0000010: 2233 0066 4865 6c6c 6f0a 4865 6c6c 6f00  "3.fHello.Hello.
0000020: 576f 726c 6400                           World.

For the first array, because we use the fwrite function and tell it to write 4 elements the size of an int, all the values in the array appear in the file. You can see from the output that all values are written, the values are 32-bit, and each value is written in little-endian byte order. We can also see that the second and fourth elements of the array each contain one null byte, while the third value being 0 has 4 null bytes, and all appear in the file.

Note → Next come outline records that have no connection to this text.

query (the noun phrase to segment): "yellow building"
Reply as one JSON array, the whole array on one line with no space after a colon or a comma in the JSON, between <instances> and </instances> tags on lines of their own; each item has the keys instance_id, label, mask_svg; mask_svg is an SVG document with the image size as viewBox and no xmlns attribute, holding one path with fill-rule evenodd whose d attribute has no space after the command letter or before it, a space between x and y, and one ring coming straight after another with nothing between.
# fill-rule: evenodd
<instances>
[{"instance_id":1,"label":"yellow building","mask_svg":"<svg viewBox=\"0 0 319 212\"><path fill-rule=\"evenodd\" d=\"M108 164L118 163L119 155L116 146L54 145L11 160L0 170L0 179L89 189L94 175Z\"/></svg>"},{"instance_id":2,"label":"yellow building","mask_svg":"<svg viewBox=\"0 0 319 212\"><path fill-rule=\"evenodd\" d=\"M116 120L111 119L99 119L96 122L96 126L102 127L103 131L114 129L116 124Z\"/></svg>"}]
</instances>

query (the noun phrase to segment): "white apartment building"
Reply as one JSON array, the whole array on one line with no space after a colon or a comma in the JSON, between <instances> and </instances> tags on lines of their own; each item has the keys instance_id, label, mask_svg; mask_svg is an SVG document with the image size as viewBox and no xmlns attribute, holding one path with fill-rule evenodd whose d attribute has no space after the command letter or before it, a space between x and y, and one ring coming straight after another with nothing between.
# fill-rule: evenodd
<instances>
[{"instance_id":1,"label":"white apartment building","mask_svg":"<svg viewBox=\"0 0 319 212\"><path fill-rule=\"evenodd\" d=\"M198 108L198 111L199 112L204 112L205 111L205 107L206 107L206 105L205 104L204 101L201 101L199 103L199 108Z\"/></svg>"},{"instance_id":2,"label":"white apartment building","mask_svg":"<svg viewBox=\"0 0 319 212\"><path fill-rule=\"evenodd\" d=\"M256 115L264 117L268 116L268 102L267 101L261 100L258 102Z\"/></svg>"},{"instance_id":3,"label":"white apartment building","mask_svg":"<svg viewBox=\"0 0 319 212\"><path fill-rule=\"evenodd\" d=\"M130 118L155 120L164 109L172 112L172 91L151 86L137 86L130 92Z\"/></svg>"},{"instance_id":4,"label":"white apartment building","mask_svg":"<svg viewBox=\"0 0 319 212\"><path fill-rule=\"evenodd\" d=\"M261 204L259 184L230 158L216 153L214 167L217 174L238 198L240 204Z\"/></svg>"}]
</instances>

We also use fwrite on the second array, which contains elements of type char, and we again see that all array elements appear in the file. In particular, the third value in the array is 0, which consists of a single null byte that also appears in the file.

The third array is first written with the fprintf function using a %s format specifier which expects a string. It writes the first 5 bytes of this array to the file before encountering the null byte, after which it stops reading the array. It then prints a newline character (0x0a) as per the format.

The third array it written to the file again, this time using fwrite. The string constant "Hello\x0World" contains 12 bytes: 5 for "Hello", one for the explicit null byte, 5 for "World", and one for the null byte that implicitly ends the string constant. Since fwrite is given the full size of the array (12), it writes all of those bytes. Indeed, looking at the file contents, we see each of those bytes.

As a side note, in each of the fwrite calls, I've hardcoded the size of the array for the third parameter instead of using a more dynamic expression such as sizeof(a1)/sizeof(a1[0]) to make it more clear exactly how many bytes are being written in each case.